The emphasis on teamwork is presented through the story as well, but it feels like it wanted to show tight camaraderie between the troops but didn’t want to spend too much time working on it. You can see at times some light-hearted teasing, idle chat, and reminiscing between the members of the 502nd Parachute Infantry Regiment, but most of these supposed moments of bonding are instead recounted by Baker over a black screen between chapters. Getting attached to characters through exposition rather than interaction isn’t quite as effective, and Baker even plays the “this is my new family” card a bit too early, the player not really getting to know the group well enough before they’re suddenly supposedly extremely close. The game also starts, oddly enough, with a scene of the group at Hill 30, spoiling the fates of certain characters, and while the game is based on a true story that was likely to take some unfortunate turns for certain members of the group, knowing the ultimate outcome of some story branches so early doesn’t seem to add much. There’s still some room in the story for some interesting characters, such as Leggett who suffers not just from survivor’s guilt, but gets blamed for the deaths of others by his own fellow troops. Still, the odd way of building up this group’s supposed close-knit friendships and the finnicky order system might not endear you to your brothers in arms as much as the game sets out to.

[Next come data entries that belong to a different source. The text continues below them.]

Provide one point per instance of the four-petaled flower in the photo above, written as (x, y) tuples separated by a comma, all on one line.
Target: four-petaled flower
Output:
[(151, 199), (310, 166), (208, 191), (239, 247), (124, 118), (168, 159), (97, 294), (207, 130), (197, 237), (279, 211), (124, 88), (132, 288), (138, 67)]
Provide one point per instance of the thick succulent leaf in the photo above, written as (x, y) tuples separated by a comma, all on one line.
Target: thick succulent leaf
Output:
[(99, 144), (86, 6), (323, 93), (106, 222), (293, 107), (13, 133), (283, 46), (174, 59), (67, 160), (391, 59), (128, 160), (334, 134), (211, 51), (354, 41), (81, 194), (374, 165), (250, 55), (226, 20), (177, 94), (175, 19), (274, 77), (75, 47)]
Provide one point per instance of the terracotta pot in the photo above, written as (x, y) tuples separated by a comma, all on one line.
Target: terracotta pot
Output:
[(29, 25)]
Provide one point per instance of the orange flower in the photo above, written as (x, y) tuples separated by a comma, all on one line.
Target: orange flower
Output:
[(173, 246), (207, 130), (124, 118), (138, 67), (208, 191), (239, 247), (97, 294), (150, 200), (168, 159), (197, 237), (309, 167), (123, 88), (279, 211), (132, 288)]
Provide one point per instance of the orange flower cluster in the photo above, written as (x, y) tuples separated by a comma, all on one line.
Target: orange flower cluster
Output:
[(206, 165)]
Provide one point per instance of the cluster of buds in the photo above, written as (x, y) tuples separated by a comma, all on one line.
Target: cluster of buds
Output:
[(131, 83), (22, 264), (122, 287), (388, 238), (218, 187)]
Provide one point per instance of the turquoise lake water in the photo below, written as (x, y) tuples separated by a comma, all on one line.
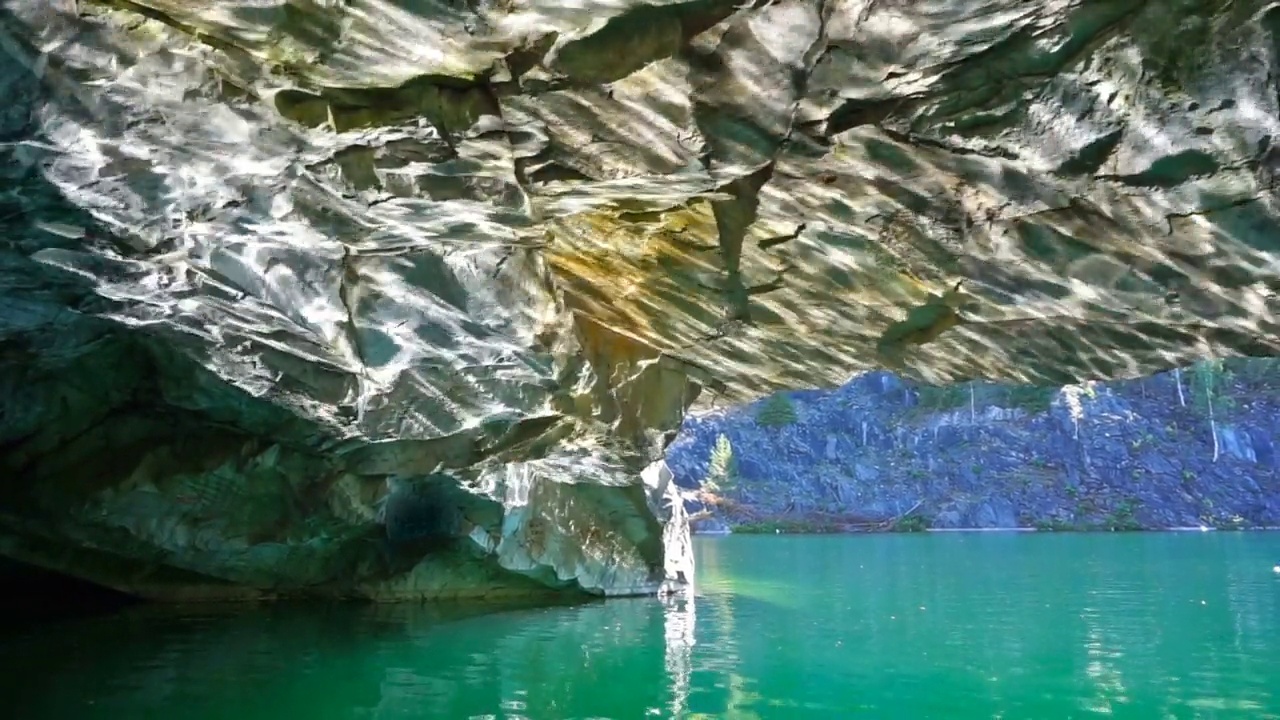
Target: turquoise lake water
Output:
[(914, 627)]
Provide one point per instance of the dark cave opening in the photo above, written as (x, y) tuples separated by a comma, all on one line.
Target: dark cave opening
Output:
[(30, 593)]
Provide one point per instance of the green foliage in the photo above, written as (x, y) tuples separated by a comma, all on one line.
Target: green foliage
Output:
[(722, 468), (777, 411), (1210, 381), (910, 524), (1121, 518)]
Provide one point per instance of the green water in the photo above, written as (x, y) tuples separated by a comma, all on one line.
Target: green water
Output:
[(914, 627)]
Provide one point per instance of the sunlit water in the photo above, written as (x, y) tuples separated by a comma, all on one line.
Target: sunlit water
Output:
[(913, 627)]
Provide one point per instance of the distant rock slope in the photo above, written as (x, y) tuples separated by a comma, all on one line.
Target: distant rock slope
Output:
[(1124, 455)]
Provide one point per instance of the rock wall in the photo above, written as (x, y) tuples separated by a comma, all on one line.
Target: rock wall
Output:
[(1123, 455)]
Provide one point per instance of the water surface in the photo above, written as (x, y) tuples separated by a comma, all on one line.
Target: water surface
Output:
[(914, 627)]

THE VERDICT: Brothers in Arms: Road to Hill 30 wanted to emphasize that war is a team effort through its mechanics and story, but it comes up short in both regards. The AI of your teammates can be annoying to deal with as they sometimes refuse to listen or put themselves in danger inexplicably, and the story is mostly one man telling you how tight-knit the regiment is with only a few moments showing real interaction between the troops. To try and encourage use of your squads, your own shooting isn’t too effective, but your squad tactics are pretty much limited to flanking foes in areas designed only for that one tactic. Things like the suppression system are interesting additions to combat though, and while the majority of the experience isn’t too bumpy, the niggling nuisances will rise up at inopportune times, dragging down a game that did try to break the World War II shooter mold but didn’t have the technical expertise to back up its new elements.

 

And so, I give Brothers in Arms: Road to Hill 30 for PlayStation 2…

A BAD rating. Funnily enough, despite the penalties to your accuracy and emphasis on using your fellow soldiers for support, Brothers in Arms: Road to Hill 30 can settle into feeling like its contemporaries at times. Your men mostly exist for suppressing fire as you rush in, maybe with a little back up, to gun guys down from the side. Had this worked as intended, it still wouldn’t be too interesting since the game’s illusion of tactical play is broken by the rigid area designs that mix up gameplay goals but not gameplay approaches. The technical issues just push it down from being tolerable to being irritating, the player having to work with limited systems to overcome challenges made more difficult by hiccups in the game design. When your men and you work together well it can feel satisfying, but it’s often shallow and imprecise, so the main draw of the game ends up the main flaw as well. It is the first of many Brothers in Arms games though, so it is possible some issues are smoothed over eventually and the tactics get fleshed out later, but technical limitations and inexperience likely lead to the system’s half-baked implementation here.

 

Brothers in Arms: Road to Hill 30 wants you to feel like part of an effective team, but in the end, it may make you resent your fellow soldiers for their occasionally belligerent AI. At least when you charge in as a single soldier in other World War II shooters you can blame yourself for failure, but here, the game likes to leave you high and dry with the illusion that it was somehow tactical failure that did you in rather than a system that isn’t quite solid enough to support the kind of game you’re playing.